Le porc comme emblème
En mai 2010, 70 militants portant un masque de cochon avaient envahi le Quick halal de Villeurbanne, dans l’Est lyonnais, «pour sensibiliser l’opinion publique sur l’islamisation de notre pays». La vidéo de l’opération, tournée par un groupe lyonnais appelé Rebeyne (émeute en dialecte local), avait à ce point «buzzé» sur Internet que le porc est vite devenu l’emblème du mouvement. On pouvait entendre samedi scander: «Première, deuxième génération, on est tous des mangeurs de cochon!»
Le Bloc identitaire organise par ailleurs des «apéros saucisson-pinard», de préférence non loin des lieux de culte musulman. Autres provocations, des rues sont rebaptisées, l’espace d’une journée, avec des noms arabes et des militants s’exhibent en burka. Le tout est toujours filmé et diffusé sur le Net «pour marquer les esprits à la manière de Greenpeace».
Chemise blanche, veston noir bien coupé, Arnaud Gouillon, 25 ans, le candidat du Bloc pour l’élection présidentielle de 2012, justifie: «L’islamisation de la France est une réalité. Des millions de Français la subissent. Nous ne supportons plus le recul des autorités devant les revendications communautaristes des musulmans.» Avant tout islamophobe, le Bloc demande plusieurs interdictions. Celle du port du voile, de la production halal, d’horaires ou de lieux réservés aux femmes et de carrés musulmans dans les cimetières. «Ce n’est pas la France qui doit s’adapter à l’islam, c’est l’islam qui doit s’adapter à la France», insistent les militants. Au moment où Marine Le Pen grimpe dans les sondages, comment se situe le Bloc face au Front national? Venu de Bordeaux avec les 18 militants du Bloc identitaire d’Aquitaine, Alain de Peretti, un vétérinaire à la retraite, qui a quitté le FN en 2002, résume: «Nous voterons évidemment pour Marine si elle accède au second tour de la présidentielle. Mais nous appelons à un réveil de l’identité nationale menacée par l’islamisation, thème que Marine néglige un peu trop.» «Il n’y a pas de mur entre le FN et nous, précise Arnaud Gouillon. Mais le rapprochement entre notre régionalisme paneuropéen et le nationalisme jacobin du FN n’est pas chose aisée.»
L’UDC comme modèle
A la tribune, l’homme le plus applaudi samedi fut Jean-David Cattin, le porte-parole des Jeunes Identitaires genevois (ils sont 20 adhérents). Le Bloc plébiscite en effet la démocratie participative à la Suisse, «à l’origine de l’interdiction des minarets et de l’expulsion des criminels étrangers». Antoine, un Rennais: «J’étais présent quand Oskar Freysinger a pris la parole lors des assises sur l’islamisation, cet homme est un visionnaire.» Autre Helvète particulièrement apprécié, Dominique Baettig, UDC lui aussi, présent en 2009 à une convention identitaire organisée par le Bloc. «Contrairement aux Français, nous ne focalisons pas sur l’islamisation, dit Jean-David Cattin, mais il faut admettre qu’il existe une incompatibilité lorsque des communautés revendiquent d’autres valeurs que celles qui, traditionnellement, dominent en Europe.»

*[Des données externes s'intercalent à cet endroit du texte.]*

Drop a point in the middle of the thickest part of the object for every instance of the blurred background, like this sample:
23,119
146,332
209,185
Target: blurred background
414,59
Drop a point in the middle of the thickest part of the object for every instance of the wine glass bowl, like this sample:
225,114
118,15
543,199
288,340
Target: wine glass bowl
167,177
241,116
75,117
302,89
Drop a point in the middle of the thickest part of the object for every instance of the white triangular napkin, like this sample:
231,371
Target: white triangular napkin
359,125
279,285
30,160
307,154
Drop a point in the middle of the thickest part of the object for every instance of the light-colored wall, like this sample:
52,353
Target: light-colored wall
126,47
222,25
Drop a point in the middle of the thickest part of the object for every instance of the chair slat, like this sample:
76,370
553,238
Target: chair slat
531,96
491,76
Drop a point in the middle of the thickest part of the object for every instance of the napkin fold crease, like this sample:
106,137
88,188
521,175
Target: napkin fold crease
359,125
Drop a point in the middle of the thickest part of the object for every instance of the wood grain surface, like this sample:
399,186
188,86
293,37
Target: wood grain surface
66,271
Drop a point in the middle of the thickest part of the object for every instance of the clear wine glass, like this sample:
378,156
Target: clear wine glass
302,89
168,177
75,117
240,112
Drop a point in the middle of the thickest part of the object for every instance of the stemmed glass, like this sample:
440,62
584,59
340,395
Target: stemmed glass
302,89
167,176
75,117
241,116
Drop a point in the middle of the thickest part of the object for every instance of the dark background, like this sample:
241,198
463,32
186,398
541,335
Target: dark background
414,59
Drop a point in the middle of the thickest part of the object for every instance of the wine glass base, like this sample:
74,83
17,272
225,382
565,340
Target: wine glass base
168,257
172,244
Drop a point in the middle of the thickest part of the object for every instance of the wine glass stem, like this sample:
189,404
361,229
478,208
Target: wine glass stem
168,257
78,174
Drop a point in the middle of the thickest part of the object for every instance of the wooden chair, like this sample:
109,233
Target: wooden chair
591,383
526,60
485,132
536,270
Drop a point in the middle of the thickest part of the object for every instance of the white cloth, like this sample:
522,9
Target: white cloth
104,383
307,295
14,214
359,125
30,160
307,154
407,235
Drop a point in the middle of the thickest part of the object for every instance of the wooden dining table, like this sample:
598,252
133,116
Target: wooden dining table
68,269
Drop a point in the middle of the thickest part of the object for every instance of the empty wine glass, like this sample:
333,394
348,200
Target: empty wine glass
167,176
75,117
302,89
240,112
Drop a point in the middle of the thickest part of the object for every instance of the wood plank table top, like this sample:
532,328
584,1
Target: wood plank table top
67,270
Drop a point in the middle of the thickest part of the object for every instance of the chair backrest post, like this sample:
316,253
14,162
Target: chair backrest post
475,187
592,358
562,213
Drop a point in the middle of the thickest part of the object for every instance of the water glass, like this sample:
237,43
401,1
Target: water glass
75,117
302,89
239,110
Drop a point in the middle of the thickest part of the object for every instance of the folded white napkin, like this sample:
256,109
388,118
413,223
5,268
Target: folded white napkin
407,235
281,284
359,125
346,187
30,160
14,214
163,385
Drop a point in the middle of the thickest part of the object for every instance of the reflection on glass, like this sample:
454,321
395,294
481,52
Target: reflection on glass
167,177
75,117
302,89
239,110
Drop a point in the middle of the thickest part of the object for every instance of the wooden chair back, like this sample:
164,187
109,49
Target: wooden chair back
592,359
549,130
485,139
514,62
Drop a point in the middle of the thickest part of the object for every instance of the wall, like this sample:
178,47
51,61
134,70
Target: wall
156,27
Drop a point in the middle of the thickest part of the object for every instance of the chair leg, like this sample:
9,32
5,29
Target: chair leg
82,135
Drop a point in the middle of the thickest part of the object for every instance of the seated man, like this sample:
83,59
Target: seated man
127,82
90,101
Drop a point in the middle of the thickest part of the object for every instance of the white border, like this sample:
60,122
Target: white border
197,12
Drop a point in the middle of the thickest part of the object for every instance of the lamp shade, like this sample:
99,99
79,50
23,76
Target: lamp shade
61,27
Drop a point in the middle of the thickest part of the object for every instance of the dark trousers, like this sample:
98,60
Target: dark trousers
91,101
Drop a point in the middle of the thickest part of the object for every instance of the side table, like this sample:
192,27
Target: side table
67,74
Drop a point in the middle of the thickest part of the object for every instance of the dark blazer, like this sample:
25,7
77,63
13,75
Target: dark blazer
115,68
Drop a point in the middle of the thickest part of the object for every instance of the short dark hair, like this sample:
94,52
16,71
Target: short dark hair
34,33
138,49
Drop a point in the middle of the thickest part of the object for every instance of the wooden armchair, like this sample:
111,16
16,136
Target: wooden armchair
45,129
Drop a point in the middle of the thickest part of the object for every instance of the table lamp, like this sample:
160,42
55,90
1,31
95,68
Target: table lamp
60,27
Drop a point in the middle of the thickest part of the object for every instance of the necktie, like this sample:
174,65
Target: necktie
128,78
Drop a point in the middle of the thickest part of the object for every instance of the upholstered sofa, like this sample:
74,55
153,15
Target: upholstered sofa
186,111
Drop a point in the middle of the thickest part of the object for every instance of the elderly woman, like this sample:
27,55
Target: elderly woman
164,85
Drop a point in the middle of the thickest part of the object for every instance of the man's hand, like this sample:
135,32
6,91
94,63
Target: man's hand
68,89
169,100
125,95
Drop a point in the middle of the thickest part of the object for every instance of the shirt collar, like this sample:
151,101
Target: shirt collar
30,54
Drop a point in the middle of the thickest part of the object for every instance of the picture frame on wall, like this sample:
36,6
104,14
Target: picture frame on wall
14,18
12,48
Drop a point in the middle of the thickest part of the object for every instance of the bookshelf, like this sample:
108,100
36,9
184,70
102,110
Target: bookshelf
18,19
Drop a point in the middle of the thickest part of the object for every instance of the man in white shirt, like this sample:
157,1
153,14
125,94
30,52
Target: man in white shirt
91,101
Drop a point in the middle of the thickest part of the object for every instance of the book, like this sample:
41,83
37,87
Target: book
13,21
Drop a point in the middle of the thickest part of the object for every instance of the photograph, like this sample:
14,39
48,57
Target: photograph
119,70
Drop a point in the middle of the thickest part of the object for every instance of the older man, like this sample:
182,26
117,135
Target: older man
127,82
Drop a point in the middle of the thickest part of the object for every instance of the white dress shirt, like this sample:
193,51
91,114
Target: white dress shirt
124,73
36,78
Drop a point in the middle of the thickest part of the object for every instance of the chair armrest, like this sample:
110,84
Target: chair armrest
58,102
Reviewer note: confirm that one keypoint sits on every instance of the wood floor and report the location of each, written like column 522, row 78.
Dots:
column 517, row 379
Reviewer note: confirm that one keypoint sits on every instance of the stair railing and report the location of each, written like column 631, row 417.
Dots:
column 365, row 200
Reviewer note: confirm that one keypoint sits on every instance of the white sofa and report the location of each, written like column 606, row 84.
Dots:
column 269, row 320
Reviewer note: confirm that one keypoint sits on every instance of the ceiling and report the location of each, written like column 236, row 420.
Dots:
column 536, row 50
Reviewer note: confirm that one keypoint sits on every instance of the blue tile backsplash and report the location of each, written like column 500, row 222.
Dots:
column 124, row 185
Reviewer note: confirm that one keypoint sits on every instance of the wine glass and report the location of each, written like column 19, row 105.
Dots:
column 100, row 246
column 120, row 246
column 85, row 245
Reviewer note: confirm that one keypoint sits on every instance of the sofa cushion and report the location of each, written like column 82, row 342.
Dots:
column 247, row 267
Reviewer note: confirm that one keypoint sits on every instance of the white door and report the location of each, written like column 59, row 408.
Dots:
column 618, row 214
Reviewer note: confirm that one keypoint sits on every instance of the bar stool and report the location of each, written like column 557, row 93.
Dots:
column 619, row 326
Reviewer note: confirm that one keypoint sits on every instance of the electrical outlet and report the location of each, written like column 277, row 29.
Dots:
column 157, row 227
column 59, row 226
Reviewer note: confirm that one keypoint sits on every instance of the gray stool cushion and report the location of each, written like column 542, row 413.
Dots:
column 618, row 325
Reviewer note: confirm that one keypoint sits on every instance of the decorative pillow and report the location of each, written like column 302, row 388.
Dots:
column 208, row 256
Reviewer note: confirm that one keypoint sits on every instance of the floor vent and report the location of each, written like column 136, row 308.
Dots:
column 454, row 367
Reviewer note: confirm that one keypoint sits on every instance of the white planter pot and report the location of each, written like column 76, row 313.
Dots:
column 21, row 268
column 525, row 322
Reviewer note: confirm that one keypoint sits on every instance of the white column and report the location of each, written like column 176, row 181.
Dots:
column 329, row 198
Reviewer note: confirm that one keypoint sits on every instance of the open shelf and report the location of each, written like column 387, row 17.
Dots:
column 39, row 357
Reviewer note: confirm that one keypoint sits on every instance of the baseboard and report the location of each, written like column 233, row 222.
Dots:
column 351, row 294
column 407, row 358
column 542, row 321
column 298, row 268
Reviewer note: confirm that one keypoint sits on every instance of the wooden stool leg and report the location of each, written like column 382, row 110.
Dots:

Jean-Marie Delmas, de la Ligue des droits de l’homme de Rhône-Alpes, se dit inquiet par la visibilité que tente de se donner ce type de groupuscules. «Dans la cité du résistant Jean Moulin et du nazi Klaus Barbie, les Identitaires veulent faire de Lyon un laboratoire de l’extrême droite. Les agressions se multiplient à l’encontre des militants de gauche ou antiracistes depuis deux ans.» Deux locaux sont aujourd’hui gérés par les ultra-nationalistes. L’un à proximité du stade Gerland, où joue le club de football l’Olympique de Lyon, tenu par des supporters proches des milieux néonazis. L’autre, dans le Vieux-Lyon, par le Bloc identitaire. Ce dernier est un bar appelé la Traboule où un ring a été aménagé pour apprendre la boxe et l’art de la self-défense.